What is the problem?
Anybody know the solution?
FreeBSD 7.2-RELEASE amd64 and 80-BETA2-amd64 (memstick) both behaves the same way?

Thanks.


----------



## cip (Jul 19, 2010)

Hi,

I just came across this old post and wonder if you ever found a solution to this problem.
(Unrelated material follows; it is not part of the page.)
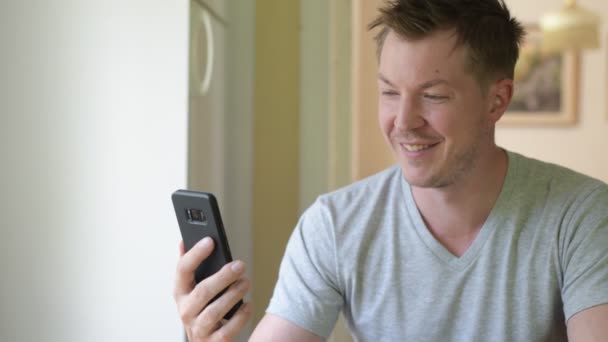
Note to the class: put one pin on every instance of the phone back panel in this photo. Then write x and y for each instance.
(198, 216)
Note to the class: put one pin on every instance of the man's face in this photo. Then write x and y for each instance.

I'm also experiencing similar problems with my Panasonic Lumix TZ1. 

When I connect it to a USB port it shows up as da0 at umass. /dev/da0 is created but there is no /dev/da0s1a (or similar) and /dev/da0 is not mountable.

I'm using FreeNAS 0.7.2 which is based on FreeBSD 7.3-RELEASE-amd64. I have no other Unix/Linux at hand at the moment, so I cannot judge wether this is FreeBSD specific or not.

Regards,

cip


----------



## wblock@ (Jul 19, 2010)

`# file -s /dev/da0`
may tell more about what is going on with da0.  Check /var/log/messages and see what it says, too.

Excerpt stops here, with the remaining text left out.